Member of the Legislative Council of Quebec for Victoria
- In office 1942–1946
- Preceded by: Gordon Wallace Scott
- Succeeded by: George Buchanan Foster

Personal details
- Born: January 24, 1883 Montreal, Quebec, Canada
- Died: July 20, 1946 (aged 63) Montreal, Quebec
- Party: Liberal

= George Gordon Hyde =

Canadian politician (1883–1946)

George Gordon Hyde (January 24, 1883 – July 20, 1946) was a Canadian politician and lawyer.

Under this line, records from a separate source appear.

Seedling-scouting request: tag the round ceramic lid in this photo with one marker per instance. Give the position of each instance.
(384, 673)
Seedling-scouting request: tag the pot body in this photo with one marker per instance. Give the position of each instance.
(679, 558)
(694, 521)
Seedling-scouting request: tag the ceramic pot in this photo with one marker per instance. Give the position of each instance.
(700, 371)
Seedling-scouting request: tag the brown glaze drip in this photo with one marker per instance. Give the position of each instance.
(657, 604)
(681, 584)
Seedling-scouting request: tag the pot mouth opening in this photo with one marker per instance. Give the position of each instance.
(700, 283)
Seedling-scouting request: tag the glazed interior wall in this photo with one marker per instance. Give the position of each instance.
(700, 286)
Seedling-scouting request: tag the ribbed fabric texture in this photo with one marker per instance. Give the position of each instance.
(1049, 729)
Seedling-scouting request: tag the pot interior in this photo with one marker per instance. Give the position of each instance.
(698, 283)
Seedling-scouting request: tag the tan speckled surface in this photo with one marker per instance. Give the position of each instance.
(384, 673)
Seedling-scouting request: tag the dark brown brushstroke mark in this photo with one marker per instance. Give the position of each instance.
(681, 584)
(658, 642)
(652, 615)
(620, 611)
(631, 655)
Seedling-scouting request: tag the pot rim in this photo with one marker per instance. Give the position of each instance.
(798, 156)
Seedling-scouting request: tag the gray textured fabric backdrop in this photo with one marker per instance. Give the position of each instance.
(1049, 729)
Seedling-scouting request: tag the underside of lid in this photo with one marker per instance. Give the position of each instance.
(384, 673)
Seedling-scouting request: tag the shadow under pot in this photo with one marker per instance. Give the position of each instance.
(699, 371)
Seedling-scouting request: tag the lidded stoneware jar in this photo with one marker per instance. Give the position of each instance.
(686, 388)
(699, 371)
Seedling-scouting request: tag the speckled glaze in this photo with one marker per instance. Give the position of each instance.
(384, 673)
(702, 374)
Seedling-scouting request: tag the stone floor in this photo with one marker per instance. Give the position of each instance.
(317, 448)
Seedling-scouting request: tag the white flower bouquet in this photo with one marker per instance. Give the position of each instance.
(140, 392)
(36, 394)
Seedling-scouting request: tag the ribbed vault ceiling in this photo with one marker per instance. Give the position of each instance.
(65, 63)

Born in Montreal, Quebec, on January 24, 1883, Hyde was educated at the High School of Montreal and McGill University, where he obtained a law degree, and was called to the Quebec Bar on August 21, 1908. He became well known in the fields of company and commercial law, first with the law firm of R.C. Smith, KC, and later as senior partner of his own firm, Hyde & Ahern. He was made King's Counsel December 27, 1918, and elected president of the Junior Bar Association of Montreal 1919. In 1935, he was elected president of the Reform Club of Montreal. He was later elected as Quebec Vice-president of the Canadian Bar Association in 1944.

In 1939, Hyde ran as Liberal candidate in the provincial riding of Westmount–Saint-Georges and was elected as member of Quebec's Legislative Assembly. In 1942, he was appointed as a Member of the Legislative Council of Quebec.

Hyde was married to Lilian Boronow, and was the father of John Richard Hyde, also a Montreal lawyer (with the firm of Hyde & Ahern), who represented the provincial riding of Westmount–Saint-Georges from 1954 through 1970. Another son, Flight Lieutenant George G. (Kewp) Hyde, RCAF, was killed on active service in England during the Second World War. He also had a daughter, Shirley Anne.

Hyde died in Montreal on July 20, 1946, at the age of 62.